[Été 2002]
Les mises en scène épurées d’Olivier Christinat s’attachent à des portraits ou à des nus de jeunes femmes en une sorte de huis clos entre artiste et modèle qui outrepasseraient les limites de la pudeur.
À distance cependant du strict souci de plaire, Christinat neutralise l’érotisme par le biais de son regard ascétique et de son obsession du dépouillement.
par Lyne Crevier
On reste médusé face aux images d’Olivier Christinat. Une aura particulière émane de chacune d’elles à travers des mises en scène sobrement cadrées. Ses portraits et ses nus affichent une « lignée » de jeunes femmes endossant à ravir le rôle du modèle.
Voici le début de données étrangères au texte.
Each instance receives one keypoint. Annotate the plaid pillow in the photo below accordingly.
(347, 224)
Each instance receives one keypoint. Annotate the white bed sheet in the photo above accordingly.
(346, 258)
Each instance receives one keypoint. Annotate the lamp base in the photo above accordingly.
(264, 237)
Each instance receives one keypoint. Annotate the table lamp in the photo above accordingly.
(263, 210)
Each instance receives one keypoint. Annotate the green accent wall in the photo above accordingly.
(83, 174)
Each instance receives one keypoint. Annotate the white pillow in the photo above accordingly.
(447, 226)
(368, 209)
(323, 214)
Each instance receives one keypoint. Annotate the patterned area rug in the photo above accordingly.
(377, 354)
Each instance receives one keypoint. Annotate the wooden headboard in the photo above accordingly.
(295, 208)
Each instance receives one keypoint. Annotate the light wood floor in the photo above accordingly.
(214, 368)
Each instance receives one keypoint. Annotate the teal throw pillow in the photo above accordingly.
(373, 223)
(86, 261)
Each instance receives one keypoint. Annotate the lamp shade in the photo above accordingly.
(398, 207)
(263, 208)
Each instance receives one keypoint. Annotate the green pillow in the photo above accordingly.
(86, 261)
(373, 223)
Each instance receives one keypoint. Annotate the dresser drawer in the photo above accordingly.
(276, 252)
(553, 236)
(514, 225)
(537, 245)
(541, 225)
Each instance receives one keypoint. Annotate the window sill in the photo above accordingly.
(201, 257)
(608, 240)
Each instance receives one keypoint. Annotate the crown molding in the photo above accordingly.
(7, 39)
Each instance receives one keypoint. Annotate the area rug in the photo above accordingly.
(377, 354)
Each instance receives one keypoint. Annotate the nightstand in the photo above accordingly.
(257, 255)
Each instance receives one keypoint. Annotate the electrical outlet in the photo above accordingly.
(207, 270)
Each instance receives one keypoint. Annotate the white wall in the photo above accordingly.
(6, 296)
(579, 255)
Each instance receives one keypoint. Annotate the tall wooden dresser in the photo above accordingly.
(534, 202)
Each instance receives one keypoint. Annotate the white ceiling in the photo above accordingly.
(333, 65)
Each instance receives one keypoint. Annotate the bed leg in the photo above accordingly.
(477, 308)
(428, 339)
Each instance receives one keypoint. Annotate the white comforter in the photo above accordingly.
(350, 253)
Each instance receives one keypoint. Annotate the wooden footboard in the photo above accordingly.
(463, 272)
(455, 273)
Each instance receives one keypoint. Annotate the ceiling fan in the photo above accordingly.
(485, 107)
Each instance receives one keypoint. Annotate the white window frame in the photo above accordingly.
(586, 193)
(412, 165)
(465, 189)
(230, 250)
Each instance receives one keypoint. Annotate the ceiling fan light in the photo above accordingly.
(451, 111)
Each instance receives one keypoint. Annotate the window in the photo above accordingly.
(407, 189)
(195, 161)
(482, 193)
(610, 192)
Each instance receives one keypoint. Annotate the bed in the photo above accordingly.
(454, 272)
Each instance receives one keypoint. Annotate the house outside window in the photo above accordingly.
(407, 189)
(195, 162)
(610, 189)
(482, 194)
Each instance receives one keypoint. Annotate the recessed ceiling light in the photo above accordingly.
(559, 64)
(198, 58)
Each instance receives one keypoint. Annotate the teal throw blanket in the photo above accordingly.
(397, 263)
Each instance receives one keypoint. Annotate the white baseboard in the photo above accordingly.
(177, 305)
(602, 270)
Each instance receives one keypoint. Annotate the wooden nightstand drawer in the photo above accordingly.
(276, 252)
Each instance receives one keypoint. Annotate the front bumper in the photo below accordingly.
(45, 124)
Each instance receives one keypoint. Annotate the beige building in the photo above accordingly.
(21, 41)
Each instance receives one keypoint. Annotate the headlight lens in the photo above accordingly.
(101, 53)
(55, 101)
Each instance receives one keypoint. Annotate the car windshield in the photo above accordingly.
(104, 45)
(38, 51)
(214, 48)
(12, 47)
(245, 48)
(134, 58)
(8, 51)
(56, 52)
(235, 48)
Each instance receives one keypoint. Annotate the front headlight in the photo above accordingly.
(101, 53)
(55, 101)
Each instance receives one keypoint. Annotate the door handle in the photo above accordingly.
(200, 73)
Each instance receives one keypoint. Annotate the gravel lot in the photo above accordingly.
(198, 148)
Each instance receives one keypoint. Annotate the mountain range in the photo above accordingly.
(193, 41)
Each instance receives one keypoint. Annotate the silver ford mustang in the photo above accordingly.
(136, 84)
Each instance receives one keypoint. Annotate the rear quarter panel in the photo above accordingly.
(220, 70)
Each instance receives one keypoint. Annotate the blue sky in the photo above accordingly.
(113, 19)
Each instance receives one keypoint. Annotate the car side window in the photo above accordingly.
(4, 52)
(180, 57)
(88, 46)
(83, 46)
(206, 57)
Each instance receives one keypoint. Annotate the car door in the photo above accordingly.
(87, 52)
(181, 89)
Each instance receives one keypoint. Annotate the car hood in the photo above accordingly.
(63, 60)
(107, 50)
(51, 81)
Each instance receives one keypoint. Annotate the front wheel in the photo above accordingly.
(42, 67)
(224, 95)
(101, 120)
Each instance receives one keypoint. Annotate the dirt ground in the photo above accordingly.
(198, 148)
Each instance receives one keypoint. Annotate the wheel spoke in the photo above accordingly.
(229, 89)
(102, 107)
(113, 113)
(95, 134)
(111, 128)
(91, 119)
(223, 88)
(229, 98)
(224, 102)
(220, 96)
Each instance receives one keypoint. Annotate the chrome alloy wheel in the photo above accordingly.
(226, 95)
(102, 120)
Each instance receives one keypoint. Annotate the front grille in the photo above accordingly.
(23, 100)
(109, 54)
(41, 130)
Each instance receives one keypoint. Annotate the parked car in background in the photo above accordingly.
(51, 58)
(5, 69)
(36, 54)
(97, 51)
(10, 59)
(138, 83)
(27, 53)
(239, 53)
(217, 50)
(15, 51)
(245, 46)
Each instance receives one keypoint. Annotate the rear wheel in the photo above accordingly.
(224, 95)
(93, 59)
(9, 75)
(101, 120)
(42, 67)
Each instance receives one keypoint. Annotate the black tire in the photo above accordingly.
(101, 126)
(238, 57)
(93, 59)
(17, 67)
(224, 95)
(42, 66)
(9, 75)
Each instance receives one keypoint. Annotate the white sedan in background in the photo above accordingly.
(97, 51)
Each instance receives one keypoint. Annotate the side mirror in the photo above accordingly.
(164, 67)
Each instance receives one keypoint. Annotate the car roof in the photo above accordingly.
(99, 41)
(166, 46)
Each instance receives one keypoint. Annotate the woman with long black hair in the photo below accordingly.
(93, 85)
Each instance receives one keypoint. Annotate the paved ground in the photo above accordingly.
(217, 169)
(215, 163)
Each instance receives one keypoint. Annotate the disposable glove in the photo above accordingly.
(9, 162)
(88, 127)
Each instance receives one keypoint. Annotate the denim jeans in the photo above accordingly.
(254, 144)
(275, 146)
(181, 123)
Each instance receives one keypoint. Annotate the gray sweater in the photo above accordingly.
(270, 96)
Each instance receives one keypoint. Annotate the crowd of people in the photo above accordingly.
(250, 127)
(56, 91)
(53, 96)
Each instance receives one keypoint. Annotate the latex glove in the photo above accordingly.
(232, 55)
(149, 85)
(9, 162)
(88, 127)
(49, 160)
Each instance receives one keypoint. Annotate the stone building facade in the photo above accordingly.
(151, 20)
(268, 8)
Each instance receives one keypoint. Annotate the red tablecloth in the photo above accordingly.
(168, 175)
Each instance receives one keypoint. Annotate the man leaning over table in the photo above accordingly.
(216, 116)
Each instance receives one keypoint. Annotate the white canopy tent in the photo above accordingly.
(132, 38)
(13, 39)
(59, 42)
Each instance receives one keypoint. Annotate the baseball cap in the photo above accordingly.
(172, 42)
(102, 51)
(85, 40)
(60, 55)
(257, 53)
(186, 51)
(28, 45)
Chez Christinat se retrouve le désir de « soumettre » le portraituré à un huis clos, comme jadis on savait le recréer dans l’atelier de l’artiste, en favorisant toutefois les corps parcellisés, en amorce, en gros plan…
Une telle intimité avec le modèle force les limites de la pudeur. Non pas tant celles de la nudité du corps que parfois celles d’une tête cadrée au plus près. Ainsi l’ovale d’un visage aux joues rosies peut offrir un regard farouche en montrant bien là toute l’ambiguïté qui s’établit entre les « protagonistes » de cette fiction.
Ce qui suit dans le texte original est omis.